Jeff never stopped cutting himself. but he didn't bleed all over the bathroom floor, it was just paperclips and sharp fingernails on his arms when he was about to lose a case. he's pretty sure he once won a hopeless case because of that, actually, the jury clearly thought that losing it could tip him over the edge.
nothing ever happened. he lost some cases, he won a lot of cases. that did too much for his ego than it really should have, and he wasn't sure how he felt. he knew he was better, but also he was so much worse. maybe if he could be in a different body, in a different life.
"and... then I got a better life."
Greendale was a change. Jeff didn't like it, his friends bothered him but made him feel good about himself in a non-wholesome way that wouldn't be featured in a Disney movie.
he had people to message most weeks. he had his people, even if they weren't his people. they were safe.
he still cut himself. he still counted his calories. friends were nice, probably too nice to him, but old habits die hard.
he still drank himself to sleep. one night, Abed said it was towards the end of season two, his vision was blurry, like usual, and he was thinking, not like usual.
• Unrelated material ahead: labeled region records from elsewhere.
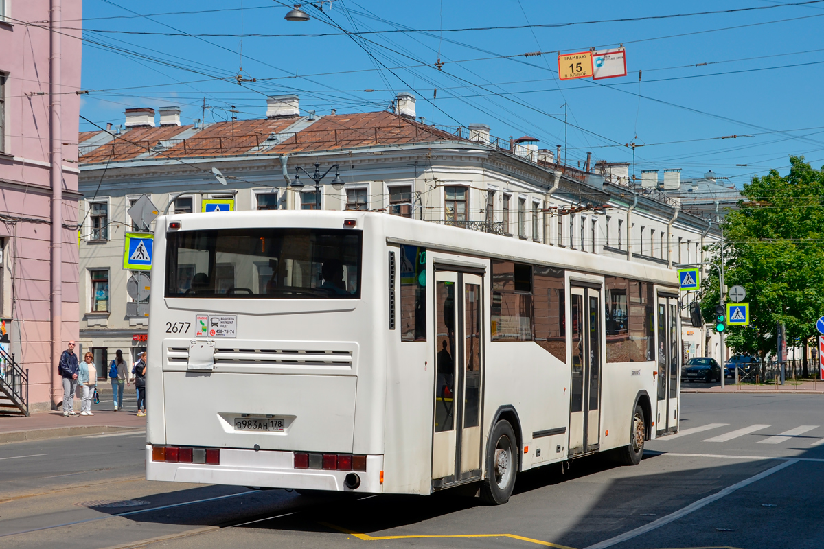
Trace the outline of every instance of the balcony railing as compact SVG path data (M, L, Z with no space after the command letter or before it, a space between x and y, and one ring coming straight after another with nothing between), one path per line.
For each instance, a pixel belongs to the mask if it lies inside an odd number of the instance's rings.
M438 219L433 220L433 222L448 225L452 227L469 229L470 230L478 230L482 233L489 233L490 235L503 234L503 223L502 221L469 221L456 219Z

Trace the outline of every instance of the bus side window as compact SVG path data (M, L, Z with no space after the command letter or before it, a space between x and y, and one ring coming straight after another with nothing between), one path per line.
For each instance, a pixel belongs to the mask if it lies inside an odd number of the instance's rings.
M400 246L400 341L426 341L426 249Z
sometimes he tried to cry when he thought about his childhood. he didn't that night. he thought about being six, being twelve, being sixteen, being twenty three, being thirty, being thirty six, and hopefully not being much more than that.
there was only a few open cuts on his stomach that night. Jeff trailed his fingers over the scars on his thighs. they were raised and ugly, and his legs were too fat. he could have been flawless if it wasn't for himself.
in another life, he was perfect.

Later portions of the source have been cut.